Weeping may tarry for the night, but joy comes with the morning.” (Psalm 30:5 ESV)
This weeping, which Paul refers to as “godly sorrow”, is essential to our spiritual growth and progress. Paul explained it to the Corinthian Christians this way:
“As it is, I rejoice, not because you were grieved, but because you were grieved into repenting. For you felt a godly grief, so that you suffered no loss through us. For godly grief produces a repentance that leads to salvation without regret, whereas worldly grief produces death. For see what earnestness this godly grief has produced in you, but also what eagerness to clear yourselves, what indignation, what fear, what longing, what zeal, what punishment! At every point you have proved yourselves innocent in the matter.” (2 Corinthians 7:9-11 ESV)
Furthermore, this godly sorrow gets God’s attention. It is often referred to in the Bible as “a broken and contrite heart.” Let’s take a look at Isaiah 66. Jehovah is speaking and lets His people know that He is in need of nothing, and there is no building they could erect that He would find impressive. But look in verse 2 and see what DOES cause God to turn and look.
“Thus says the Lord: ‘Heaven is my throne, and the earth is my footstool;
what is the house that you would build for me, and what is the place of my rest?

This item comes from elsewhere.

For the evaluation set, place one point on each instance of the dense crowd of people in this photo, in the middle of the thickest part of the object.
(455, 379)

All these things my hand has made, and so all these things came to be,
declares the Lord.
But this is the one to whom I will look: he who is humble and contrite in spirit
and trembles at my word.'” (Isaiah 66:1, 2 ESV)
Wow! Do you want to get God’s attention and have Him look with favor on you? Be humble, contrite in heart, and be in awe of His Word such that you tremble at the thought of the value of it!

But tears and crying will not always be with us. There will surely come a day when death and tears and crying will be no more. I mentioned briefly the passing of my infant daughter. She was only with us for eight hours, but I know that she is not gone away, but rather she has gone ahead. When she was buried we put the reference to this verse on her gravestone.
“He will wipe away every tear from their eyes, and death shall be no more, neither shall there be mourning, nor crying, nor pain anymore, for the former things have passed away.” (Revelation 21:4 ESV)
Speaking of eternity together with the Lord can be an abstract theological discussion. But all of that changes when you face reality and no safety net, and faith in the Everlasting arms is all you’ve got to stand on. But rest assured, the God who spoke the universe into existence and sent His only begotten Son to redeem us cannot lie, and what he has promised will surely come to pass.
Weeping may last the night, but there will most definitely be joy in that eternal morning!